In general, the compilation process that converts the model graph into a target-optimized executable includes these steps:
XLA performs several built-in optimization and analysis passes on the StableHLO graph that are target-independent, such as CSE, target-independent operation fusion, and buffer analysis for allocating runtime memory for the computation. During this optimization stage, XLA also converts the StableHLO dialect into an internal HLO dialect.
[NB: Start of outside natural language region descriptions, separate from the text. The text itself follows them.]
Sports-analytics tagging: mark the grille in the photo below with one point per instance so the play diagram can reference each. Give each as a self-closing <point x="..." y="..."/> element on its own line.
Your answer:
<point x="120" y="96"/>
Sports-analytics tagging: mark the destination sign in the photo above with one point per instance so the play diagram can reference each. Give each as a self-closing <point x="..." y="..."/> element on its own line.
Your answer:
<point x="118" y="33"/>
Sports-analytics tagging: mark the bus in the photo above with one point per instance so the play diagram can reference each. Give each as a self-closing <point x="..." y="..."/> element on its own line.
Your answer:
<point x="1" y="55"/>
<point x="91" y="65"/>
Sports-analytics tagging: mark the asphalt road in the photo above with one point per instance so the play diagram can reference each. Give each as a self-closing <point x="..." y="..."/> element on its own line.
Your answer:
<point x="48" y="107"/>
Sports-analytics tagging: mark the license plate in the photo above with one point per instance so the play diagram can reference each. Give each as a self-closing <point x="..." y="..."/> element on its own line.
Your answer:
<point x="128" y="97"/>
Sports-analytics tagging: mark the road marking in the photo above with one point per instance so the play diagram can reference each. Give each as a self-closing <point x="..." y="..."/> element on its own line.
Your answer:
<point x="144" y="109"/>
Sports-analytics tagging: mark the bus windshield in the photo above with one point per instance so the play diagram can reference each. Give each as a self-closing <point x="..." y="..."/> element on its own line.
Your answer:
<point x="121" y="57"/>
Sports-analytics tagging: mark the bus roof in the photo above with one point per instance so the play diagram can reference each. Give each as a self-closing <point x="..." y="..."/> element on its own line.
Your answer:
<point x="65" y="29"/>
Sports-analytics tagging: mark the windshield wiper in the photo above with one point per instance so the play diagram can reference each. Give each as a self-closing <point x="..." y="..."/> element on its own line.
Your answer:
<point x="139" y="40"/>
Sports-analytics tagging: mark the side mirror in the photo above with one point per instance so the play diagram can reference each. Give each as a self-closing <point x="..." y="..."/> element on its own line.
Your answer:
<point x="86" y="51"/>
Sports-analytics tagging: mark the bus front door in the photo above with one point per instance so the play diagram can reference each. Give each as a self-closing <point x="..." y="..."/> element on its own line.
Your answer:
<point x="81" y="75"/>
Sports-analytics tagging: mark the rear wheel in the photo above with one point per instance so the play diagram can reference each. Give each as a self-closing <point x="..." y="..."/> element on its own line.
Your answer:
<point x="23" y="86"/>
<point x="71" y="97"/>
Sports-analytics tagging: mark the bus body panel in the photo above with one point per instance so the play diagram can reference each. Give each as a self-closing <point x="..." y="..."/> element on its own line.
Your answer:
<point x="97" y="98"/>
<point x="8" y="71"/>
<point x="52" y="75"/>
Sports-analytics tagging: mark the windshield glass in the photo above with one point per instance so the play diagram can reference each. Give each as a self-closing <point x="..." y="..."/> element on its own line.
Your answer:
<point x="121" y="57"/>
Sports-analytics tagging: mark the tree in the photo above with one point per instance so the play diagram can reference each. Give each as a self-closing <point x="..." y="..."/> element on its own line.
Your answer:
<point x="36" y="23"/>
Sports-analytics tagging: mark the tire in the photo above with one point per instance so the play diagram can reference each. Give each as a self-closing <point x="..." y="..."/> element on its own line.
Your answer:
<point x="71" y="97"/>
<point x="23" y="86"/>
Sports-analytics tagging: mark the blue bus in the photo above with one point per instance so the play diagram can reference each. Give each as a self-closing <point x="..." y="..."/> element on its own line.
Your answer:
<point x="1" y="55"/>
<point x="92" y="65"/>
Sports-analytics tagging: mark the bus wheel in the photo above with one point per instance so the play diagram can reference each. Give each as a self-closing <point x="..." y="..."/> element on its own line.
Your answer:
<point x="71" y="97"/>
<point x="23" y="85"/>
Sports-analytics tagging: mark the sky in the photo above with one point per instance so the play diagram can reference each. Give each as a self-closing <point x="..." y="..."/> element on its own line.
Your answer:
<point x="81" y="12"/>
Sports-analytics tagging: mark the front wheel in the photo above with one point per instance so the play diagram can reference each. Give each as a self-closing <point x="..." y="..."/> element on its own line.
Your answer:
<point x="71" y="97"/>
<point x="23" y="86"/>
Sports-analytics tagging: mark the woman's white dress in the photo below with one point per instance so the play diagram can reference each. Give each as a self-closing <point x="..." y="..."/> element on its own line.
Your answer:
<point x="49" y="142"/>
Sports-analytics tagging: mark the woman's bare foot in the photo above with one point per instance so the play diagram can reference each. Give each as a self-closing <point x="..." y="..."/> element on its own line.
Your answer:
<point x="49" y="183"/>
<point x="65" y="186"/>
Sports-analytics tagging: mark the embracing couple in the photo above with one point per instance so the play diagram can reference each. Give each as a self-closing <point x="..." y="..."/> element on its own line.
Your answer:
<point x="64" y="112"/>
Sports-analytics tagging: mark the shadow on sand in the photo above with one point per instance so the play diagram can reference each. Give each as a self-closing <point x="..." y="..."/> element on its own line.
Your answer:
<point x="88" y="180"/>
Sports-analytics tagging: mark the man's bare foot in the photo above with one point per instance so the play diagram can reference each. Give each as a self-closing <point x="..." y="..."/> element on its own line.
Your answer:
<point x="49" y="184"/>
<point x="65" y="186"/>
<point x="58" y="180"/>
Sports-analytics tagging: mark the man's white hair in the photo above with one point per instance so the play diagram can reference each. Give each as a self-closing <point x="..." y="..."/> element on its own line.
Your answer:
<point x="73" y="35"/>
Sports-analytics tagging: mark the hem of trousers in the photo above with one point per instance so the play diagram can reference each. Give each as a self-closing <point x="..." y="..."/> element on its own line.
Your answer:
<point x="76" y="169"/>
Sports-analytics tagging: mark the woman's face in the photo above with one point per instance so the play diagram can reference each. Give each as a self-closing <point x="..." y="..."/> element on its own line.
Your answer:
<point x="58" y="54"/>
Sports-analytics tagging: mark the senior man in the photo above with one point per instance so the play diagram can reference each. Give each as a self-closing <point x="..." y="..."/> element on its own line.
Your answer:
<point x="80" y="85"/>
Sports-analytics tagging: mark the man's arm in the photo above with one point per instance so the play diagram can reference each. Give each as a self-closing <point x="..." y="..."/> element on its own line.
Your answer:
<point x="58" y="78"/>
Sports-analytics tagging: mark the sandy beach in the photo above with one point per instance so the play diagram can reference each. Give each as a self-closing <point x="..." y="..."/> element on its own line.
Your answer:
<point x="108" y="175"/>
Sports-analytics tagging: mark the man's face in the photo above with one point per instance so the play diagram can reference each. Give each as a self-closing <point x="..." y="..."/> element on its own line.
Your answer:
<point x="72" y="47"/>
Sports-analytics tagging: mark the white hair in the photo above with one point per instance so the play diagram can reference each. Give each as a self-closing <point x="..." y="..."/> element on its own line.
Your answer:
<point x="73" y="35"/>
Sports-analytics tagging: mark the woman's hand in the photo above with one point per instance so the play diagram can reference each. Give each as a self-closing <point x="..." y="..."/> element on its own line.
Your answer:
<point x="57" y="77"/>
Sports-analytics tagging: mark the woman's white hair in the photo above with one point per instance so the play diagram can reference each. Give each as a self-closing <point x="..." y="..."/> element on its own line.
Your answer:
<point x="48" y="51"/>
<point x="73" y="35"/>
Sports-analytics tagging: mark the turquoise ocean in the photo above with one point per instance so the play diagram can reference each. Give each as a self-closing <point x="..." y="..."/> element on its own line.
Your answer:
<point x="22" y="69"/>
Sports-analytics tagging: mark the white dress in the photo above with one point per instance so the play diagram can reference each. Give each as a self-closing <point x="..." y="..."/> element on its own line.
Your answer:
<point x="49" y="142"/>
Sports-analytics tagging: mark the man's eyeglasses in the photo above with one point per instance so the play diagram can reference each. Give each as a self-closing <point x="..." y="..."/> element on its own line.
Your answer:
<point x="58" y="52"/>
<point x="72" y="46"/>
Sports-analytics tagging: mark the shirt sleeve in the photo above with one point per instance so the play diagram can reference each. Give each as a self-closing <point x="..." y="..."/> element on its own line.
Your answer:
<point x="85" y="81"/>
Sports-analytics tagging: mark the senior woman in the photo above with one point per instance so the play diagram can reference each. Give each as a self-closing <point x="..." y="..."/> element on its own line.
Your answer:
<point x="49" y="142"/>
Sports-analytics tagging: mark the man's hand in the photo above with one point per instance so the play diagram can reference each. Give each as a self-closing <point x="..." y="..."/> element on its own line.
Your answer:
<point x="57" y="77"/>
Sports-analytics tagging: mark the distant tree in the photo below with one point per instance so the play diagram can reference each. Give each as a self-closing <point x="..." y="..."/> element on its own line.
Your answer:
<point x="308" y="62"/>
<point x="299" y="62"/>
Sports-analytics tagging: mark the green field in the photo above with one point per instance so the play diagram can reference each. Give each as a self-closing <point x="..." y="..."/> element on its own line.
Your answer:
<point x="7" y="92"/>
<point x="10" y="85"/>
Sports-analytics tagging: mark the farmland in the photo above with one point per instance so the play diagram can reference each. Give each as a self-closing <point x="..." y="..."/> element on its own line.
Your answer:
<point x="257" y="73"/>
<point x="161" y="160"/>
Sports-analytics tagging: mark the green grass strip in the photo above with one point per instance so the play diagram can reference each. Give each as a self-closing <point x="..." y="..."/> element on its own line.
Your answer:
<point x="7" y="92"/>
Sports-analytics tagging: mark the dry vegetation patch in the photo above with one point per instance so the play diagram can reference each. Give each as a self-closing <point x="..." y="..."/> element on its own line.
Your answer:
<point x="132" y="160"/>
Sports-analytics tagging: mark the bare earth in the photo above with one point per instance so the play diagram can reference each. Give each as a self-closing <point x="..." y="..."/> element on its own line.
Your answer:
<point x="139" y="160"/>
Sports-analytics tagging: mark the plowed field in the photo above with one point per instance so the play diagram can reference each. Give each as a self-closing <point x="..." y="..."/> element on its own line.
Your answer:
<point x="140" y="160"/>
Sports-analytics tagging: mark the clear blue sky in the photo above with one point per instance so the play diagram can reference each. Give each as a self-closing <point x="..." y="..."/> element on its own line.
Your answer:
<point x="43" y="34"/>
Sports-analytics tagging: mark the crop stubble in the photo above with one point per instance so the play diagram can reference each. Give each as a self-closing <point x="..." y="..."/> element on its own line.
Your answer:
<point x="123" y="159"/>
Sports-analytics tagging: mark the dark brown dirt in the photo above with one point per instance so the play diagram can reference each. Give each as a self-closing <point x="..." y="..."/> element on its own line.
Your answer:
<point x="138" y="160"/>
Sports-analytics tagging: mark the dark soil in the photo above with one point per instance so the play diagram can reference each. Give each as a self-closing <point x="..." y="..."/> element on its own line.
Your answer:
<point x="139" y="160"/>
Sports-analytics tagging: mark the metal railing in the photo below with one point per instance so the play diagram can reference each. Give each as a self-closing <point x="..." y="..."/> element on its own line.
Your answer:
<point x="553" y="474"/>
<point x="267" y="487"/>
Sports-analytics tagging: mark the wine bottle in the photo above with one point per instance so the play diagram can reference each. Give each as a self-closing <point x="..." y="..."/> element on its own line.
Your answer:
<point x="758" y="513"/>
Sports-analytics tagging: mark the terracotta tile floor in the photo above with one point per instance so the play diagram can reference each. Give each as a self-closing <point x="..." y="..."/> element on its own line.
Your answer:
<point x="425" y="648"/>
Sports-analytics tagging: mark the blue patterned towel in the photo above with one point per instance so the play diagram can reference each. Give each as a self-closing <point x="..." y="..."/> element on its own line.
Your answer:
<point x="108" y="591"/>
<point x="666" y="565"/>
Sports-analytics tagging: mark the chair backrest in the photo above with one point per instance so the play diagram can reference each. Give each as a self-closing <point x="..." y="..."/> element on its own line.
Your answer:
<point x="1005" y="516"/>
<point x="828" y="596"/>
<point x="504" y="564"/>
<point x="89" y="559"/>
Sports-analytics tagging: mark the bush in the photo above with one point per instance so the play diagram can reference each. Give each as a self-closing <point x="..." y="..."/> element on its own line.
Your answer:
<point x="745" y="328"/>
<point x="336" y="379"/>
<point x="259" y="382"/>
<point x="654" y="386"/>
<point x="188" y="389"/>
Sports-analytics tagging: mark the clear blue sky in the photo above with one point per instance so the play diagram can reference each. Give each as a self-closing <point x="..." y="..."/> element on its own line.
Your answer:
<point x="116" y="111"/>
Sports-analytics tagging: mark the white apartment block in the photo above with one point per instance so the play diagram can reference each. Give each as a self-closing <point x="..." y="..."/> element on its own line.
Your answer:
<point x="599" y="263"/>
XLA sends the HLO computation to a backend for further HLO-level optimizations, this time with target-specific information and needs in mind. For example, the GPU backend may perform operation fusions that are beneficial specifically for the GPU programming model and determine how to partition the computation into streams. At this stage, backends may also pattern-match certain operations or combinations thereof to optimized library calls.
The backend then performs target-specific code generation. The CPU and GPU backends included with XLA use LLVM for low-level IR, optimization, and code generation. These backends emit the LLVM IR necessary to represent the HLO computation in an efficient manner, and then invoke LLVM to emit native code from this LLVM IR.
Within this process, the XLA compiler is modular in the sense that it is easy to slot in an alternative backend to target some novel HW architecture. The GPU backend currently supports NVIDIA GPUs via the LLVM NVPTX backend. The CPU backend supports multiple CPU ISAs.